Almost every day we hear the name Jesus Christ uttered no longer as a name or title, but as a cultural expletive. Not only do we swear by the name, but Jesus Christ is mentioned with no substance behind it, almost like a magical incantation that drives away the bad stuff.
          In other words, Jesus is not a real person, more of a mythological figure who symbolizes some very good ideas. To tell the old, old story about Jesus is received like a fairy-tale, not about the struggles of an extraordinary human being whose conflicts are contemporary with ours.

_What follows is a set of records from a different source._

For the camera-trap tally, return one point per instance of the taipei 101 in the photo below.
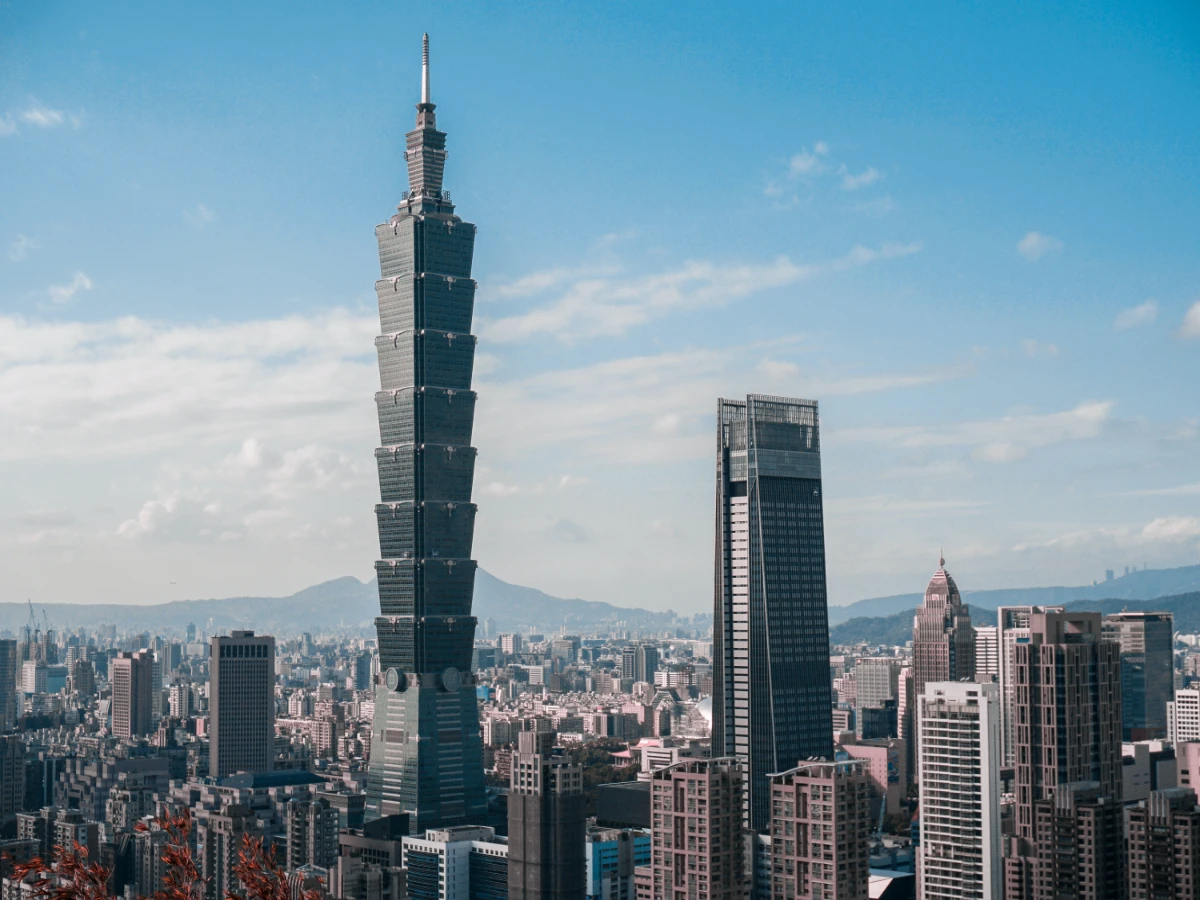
(755, 457)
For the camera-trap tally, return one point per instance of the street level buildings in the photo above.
(241, 705)
(426, 747)
(959, 772)
(820, 832)
(1164, 846)
(772, 701)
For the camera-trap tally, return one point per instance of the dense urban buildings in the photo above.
(772, 702)
(547, 826)
(1067, 724)
(241, 705)
(1164, 846)
(959, 774)
(697, 832)
(426, 755)
(820, 831)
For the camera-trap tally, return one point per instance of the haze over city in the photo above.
(970, 234)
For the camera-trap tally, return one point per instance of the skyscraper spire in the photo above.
(425, 69)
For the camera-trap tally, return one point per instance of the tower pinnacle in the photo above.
(425, 69)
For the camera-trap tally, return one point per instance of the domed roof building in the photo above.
(942, 637)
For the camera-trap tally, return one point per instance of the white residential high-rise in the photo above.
(959, 767)
(1183, 717)
(987, 653)
(1014, 628)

          The last episode of Luke’s Gospel finds the eleven disciples listening to the two men who had met Jesus walking to Emmaus. The eleven are having trouble processing all of this, for Simon has reported a sighting as well. Then Jesus is just standing there, and no one is particularly glad to see Jesus because they believed they were seeing a ghost. Comprehending their problem, Jesus starts showing them his scarred body. They were slowly warming up when he asked them for something to eat. Broiled fish was the menu and they watched him eat it.
          To say it in an odd way, when Jesus is reduced to being only a divine saviour, a God who comes to miraculously heal the sick and suffering, he has only saved those who lived during that three year ministry. Jesus as saviour is just history, because he is not here right now to save.
          As a full human being, inhabited and possessed by God, Jesus showed us how to live a godly life that is also the fullest possible human life. How he lived didn’t elapse with history, but has changed the way we go about living, now as nothing less than the children of God.